"That number is comprised of a bunch of different things," said Dan Hubbard, USGA assistant director of communications. "Restaurants, hotels, bed-and-breakfasts, even things like limousines, catering services, money the USGA spends with local contractors and unions to build up everything that you see at Merion, the tents and all that stuff."
While no official number has come out as to how many out-of-towners will visit the area, past numbers can give economists an insight into just how much capital will flow into the area.
"The numbers in terms of room nights, is anywhere from 60,000 to 100,000 room nights that are booked in connection with this event," said Larry Needle, executive director of the Philadelphia Sports Congress, part of the Philadelphia Convention and Visitors Bureau. "When [the U.S. Open] was in D.C. in 2011, which we think it's a good comparison, they booked over 90,000 nights. It gives you an idea of the magnitude of this event at the end of the day.
"Obviously, the numbers are staggering. It's a great opportunity for the fans from the area to experience something like this. Obviously, it has been a long time since a major golf tournament or any kind of global event of this magnitude has come here."
Visitors have flocked from all over the country for the U.S. Open. They have been invited to get in on the action via social media. Special hashtags have been set up on Twitter by the Philadelphia Convention & Visitors Bureau/Philadelphia Sports Congress to help visitors find deals in the area.
While this happens for every U.S. Open, it is surprising just how much money people are spending, given that ticket sales were capped at about 10,000 fewer per day than at the Olympic Club in San Francisco last year. Attendance at Merion Golf Club this week is about 25,000 per day.
"The economy, the general recovery, helps these kinds of things. I think it is a little bit of a rising tide lifts all boats," Hubbard said. "As the economy recovers in this area, people feel that they have the disposable income to spend on a ticket."

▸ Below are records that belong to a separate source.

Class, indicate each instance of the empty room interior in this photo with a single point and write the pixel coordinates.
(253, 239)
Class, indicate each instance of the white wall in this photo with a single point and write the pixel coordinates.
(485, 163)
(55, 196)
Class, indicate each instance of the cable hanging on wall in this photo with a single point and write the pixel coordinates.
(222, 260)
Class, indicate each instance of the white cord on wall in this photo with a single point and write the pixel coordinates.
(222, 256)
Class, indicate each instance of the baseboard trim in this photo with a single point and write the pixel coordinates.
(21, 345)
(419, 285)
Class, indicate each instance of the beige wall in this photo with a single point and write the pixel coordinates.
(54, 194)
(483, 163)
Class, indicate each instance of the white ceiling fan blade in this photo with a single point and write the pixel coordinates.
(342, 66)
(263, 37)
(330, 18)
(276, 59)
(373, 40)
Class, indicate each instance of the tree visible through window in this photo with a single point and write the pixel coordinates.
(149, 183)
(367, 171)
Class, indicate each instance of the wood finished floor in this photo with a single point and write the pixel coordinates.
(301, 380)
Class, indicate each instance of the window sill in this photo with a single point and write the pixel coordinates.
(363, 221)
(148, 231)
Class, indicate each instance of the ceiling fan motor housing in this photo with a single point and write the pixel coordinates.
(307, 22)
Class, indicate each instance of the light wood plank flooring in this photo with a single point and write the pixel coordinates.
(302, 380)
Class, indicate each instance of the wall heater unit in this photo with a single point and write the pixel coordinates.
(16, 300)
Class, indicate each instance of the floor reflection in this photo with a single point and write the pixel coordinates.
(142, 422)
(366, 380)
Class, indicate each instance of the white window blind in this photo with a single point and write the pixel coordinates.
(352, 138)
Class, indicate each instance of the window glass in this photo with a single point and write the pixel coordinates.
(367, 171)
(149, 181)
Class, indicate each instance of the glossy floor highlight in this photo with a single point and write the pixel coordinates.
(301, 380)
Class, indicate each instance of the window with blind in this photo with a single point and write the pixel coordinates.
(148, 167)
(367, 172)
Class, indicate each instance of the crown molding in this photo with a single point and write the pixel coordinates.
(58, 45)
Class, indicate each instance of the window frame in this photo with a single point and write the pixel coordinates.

Then, of course, there is the mystique of Merion that draws people to the U.S. Open this year. Mark Giuliani traveled from Hanford, Calif., to see the best golfers in the world vie for the national championship.
"This is the greatest golf course in the United States," Giuliani said. "There is no chance that I am going to miss the U.S. Open on a golf course where Bobby Jones finished the Grand Slam or Ben Hogan hit the 1-iron on 18."
Whether it is the draw of Merion, or simply the U.S. Open, people are flocking to Philadelphia, and boosting the city's economy in the process.